Any advice gratefully recieved


----------



## Alastair (17 Jan 2014)

Hi quaders 
What is your stocking level tank size etc. 

You could dose tom barrs recommendations per 20 gallons once a week or every fortnight 
1/4 Teaspoon of Seachem Equilibrium (for traces and Calcium + Magnesium). (1.42 ppm Ca, 0.42 ppm Mg, 3.43 ppm K and 0.02 ppm Fe)

1/8 Teaspoon of KNO3 (Potassium Nitrate) (5.27 ppm NO3 and 3.32 ppm K)

1/32 Teaspoon of KH2PO4(Potassium Mono Phosphate) (1.61 ppm PO4 and 0.66 ppm K)

Or purchase one of the all in one ferts from on of our sponsors aquarium plant food fluid sensor etc and dose the recommended daily amount just once a week


----------



## quaders (17 Jan 2014)

Hi Alastair
Thanks for reply,tank size is approx 390 litres,running on a all pond solutions 1400 external, 2x t5 tubes,stock at moment
2 adult angels
2xFlash plecos
4xBoesemani rainbows
6xCherry barbs
10xRummy nose tets
4Xcorys
4xgobies
3x


----------



## quaders (17 Jan 2014)

sorry sent half a message ,plants in tank are Crypts,Anubia,Java fern,and lots of hornwort.Tank is doing well but plants look a bit tired and could do with a boost.I think the all in one fert sounds good ,dont feel to confident in mixing
my own chemistry was never a strong point! Would you recommend any particular brand?


----------



## kirk (17 Jan 2014)

Mixing your own is simple and saves money. Especially with the size tank you have. Also you know what is in there as you mixed it


----------



## Alastair (17 Jan 2014)

quaders said:


> sorry sent half a message ,plants in tank are Crypts,Anubia,Java fern,and lots of hornwort.Tank is doing well but plants look a bit tired and could do with a boost.I think the all in one fert sounds good ,dont feel to confident in mixing
> my own chemistry was never a strong point! Would you recommend any particular brand?
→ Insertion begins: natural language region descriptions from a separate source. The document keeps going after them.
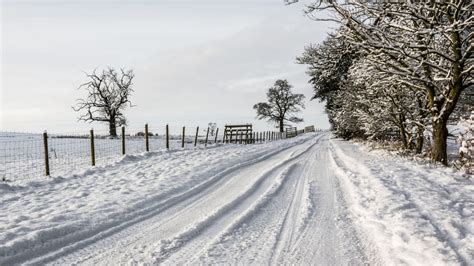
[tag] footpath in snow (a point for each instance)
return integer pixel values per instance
(307, 200)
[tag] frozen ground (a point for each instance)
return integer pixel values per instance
(307, 200)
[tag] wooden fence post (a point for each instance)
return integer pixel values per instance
(217, 132)
(182, 137)
(123, 140)
(167, 137)
(147, 144)
(92, 148)
(195, 138)
(207, 136)
(46, 155)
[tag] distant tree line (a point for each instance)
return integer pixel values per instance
(394, 68)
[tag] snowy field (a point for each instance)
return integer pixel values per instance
(307, 200)
(22, 155)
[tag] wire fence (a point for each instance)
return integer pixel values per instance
(25, 155)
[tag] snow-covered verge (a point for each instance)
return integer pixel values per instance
(409, 213)
(43, 215)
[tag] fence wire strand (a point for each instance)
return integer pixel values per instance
(22, 155)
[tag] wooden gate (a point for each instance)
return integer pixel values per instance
(238, 134)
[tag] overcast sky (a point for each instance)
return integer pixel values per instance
(195, 61)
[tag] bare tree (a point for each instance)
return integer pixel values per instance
(282, 105)
(107, 97)
(426, 45)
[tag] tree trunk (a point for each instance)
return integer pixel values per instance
(112, 128)
(419, 139)
(440, 137)
(403, 133)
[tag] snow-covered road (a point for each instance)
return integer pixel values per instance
(308, 200)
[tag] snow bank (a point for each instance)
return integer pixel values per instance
(411, 214)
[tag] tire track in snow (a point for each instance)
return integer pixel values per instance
(172, 206)
(220, 220)
(388, 184)
(290, 224)
(59, 244)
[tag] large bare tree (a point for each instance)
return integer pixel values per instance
(108, 94)
(282, 105)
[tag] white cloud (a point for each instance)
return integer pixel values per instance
(194, 63)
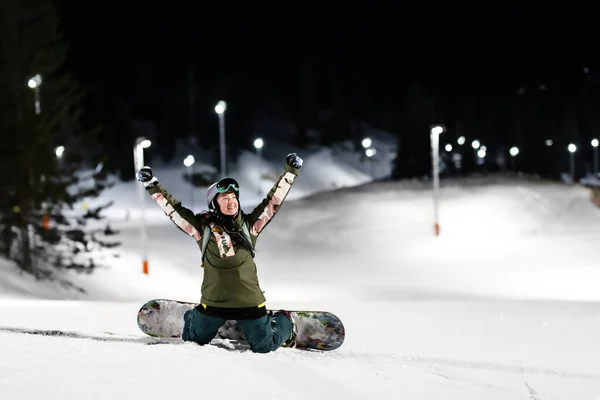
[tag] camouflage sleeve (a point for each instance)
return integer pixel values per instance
(266, 210)
(182, 217)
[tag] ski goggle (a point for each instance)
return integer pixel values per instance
(227, 183)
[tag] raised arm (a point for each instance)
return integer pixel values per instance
(260, 217)
(182, 217)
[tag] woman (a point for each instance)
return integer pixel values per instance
(230, 287)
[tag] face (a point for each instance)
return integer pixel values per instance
(228, 203)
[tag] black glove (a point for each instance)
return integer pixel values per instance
(294, 161)
(145, 174)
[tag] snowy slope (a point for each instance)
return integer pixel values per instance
(503, 305)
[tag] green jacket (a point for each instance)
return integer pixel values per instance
(230, 274)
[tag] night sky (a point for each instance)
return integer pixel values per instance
(253, 56)
(439, 44)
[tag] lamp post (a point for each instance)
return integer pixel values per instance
(572, 149)
(141, 143)
(34, 83)
(514, 151)
(435, 153)
(189, 163)
(595, 146)
(220, 110)
(258, 145)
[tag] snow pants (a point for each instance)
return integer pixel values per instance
(264, 334)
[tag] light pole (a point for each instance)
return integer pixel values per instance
(595, 146)
(366, 143)
(370, 152)
(220, 109)
(189, 163)
(514, 151)
(34, 83)
(572, 149)
(258, 145)
(435, 153)
(141, 143)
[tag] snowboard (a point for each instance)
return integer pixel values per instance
(317, 330)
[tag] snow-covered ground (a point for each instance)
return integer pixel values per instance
(504, 304)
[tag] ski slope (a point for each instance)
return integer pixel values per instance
(504, 304)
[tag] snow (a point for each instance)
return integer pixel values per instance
(504, 304)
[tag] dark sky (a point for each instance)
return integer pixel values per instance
(454, 46)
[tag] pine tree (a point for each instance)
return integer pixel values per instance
(42, 227)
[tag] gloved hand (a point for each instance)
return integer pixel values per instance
(294, 161)
(145, 174)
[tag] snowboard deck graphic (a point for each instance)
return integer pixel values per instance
(317, 330)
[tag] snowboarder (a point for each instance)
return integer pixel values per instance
(230, 287)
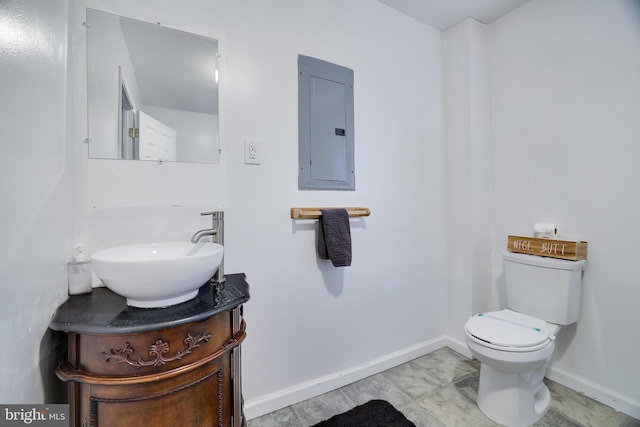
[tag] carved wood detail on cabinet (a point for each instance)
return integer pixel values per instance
(186, 375)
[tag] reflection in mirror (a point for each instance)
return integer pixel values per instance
(152, 92)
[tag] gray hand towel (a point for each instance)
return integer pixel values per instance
(334, 237)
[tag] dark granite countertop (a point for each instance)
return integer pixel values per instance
(104, 312)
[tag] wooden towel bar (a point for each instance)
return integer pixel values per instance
(314, 213)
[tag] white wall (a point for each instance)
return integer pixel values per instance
(36, 170)
(565, 124)
(310, 325)
(466, 109)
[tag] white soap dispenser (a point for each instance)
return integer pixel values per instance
(79, 271)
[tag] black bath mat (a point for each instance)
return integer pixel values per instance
(375, 413)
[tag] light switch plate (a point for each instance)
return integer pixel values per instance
(251, 151)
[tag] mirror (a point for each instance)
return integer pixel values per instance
(152, 92)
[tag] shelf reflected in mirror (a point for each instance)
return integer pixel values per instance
(152, 92)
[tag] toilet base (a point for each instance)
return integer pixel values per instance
(513, 399)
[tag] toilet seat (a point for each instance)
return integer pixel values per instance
(508, 330)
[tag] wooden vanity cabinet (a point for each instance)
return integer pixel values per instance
(184, 375)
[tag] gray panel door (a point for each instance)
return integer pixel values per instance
(328, 121)
(325, 126)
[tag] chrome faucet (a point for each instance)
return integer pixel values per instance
(217, 236)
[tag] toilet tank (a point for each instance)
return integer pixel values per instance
(546, 288)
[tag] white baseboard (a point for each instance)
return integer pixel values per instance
(595, 391)
(299, 392)
(263, 405)
(459, 347)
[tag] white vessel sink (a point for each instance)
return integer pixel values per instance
(153, 275)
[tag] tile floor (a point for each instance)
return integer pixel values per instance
(440, 389)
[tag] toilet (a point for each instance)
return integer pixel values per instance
(515, 344)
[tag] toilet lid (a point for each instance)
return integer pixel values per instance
(507, 328)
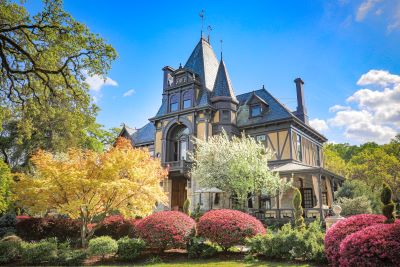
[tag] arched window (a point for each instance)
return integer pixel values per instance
(173, 103)
(178, 143)
(187, 99)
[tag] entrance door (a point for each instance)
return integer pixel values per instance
(307, 198)
(178, 195)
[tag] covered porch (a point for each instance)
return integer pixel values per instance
(317, 186)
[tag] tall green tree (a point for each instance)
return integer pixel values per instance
(375, 166)
(333, 161)
(47, 54)
(237, 165)
(5, 182)
(44, 100)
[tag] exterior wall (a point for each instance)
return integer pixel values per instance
(310, 149)
(278, 141)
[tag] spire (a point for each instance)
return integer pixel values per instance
(203, 62)
(223, 86)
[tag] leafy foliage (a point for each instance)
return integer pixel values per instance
(44, 251)
(130, 248)
(117, 227)
(166, 230)
(388, 204)
(353, 189)
(122, 179)
(199, 247)
(7, 224)
(340, 230)
(228, 228)
(186, 207)
(353, 206)
(5, 181)
(47, 54)
(377, 245)
(236, 165)
(102, 246)
(10, 249)
(298, 209)
(290, 243)
(35, 229)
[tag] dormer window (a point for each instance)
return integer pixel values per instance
(187, 99)
(173, 103)
(255, 110)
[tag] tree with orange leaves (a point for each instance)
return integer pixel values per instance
(84, 184)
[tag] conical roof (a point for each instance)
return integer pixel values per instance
(204, 62)
(223, 85)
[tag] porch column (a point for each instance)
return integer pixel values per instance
(329, 190)
(316, 178)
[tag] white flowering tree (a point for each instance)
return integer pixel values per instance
(236, 165)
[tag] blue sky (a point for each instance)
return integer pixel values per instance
(329, 44)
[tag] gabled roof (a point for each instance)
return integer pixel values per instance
(223, 85)
(204, 62)
(144, 135)
(277, 111)
(139, 136)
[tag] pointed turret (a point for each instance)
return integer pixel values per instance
(223, 87)
(203, 62)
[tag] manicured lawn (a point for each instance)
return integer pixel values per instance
(223, 263)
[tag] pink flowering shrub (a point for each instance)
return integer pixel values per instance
(166, 230)
(340, 230)
(228, 227)
(377, 245)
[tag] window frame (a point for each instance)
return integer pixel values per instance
(187, 96)
(173, 100)
(252, 107)
(299, 143)
(225, 117)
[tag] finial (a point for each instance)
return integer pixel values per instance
(209, 32)
(221, 48)
(201, 15)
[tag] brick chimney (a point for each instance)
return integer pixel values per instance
(301, 111)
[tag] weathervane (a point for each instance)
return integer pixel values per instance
(209, 32)
(221, 47)
(201, 15)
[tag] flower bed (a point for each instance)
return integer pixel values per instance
(166, 230)
(228, 227)
(377, 245)
(340, 230)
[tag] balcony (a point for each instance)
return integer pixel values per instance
(182, 166)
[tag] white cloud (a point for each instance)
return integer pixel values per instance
(129, 92)
(376, 114)
(319, 125)
(395, 24)
(379, 77)
(364, 8)
(96, 82)
(336, 108)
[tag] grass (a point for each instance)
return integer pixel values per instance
(222, 263)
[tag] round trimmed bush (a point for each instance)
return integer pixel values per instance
(340, 230)
(166, 230)
(228, 227)
(130, 248)
(377, 245)
(102, 246)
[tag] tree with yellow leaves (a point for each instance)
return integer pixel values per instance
(84, 184)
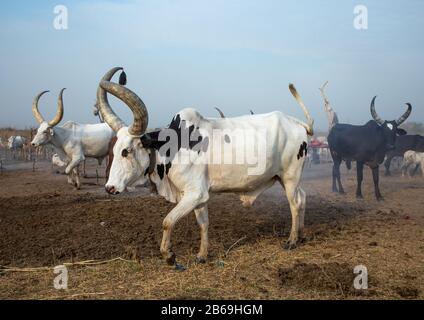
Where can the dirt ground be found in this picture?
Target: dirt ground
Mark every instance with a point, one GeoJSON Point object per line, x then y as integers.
{"type": "Point", "coordinates": [44, 222]}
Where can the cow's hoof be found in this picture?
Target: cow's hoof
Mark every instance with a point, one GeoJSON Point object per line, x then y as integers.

If you order aquarium plant foods ei starter kit it tells you what to add to the mix and how much to dose. Just reduce the dosing to quarter the recommended


----------



## quaders (19 Jan 2014)

Alastair/Kirk thanks for the advice I will look into it, ive also just found the Tom Barr report so I think ive got a bit of reading to do!


----------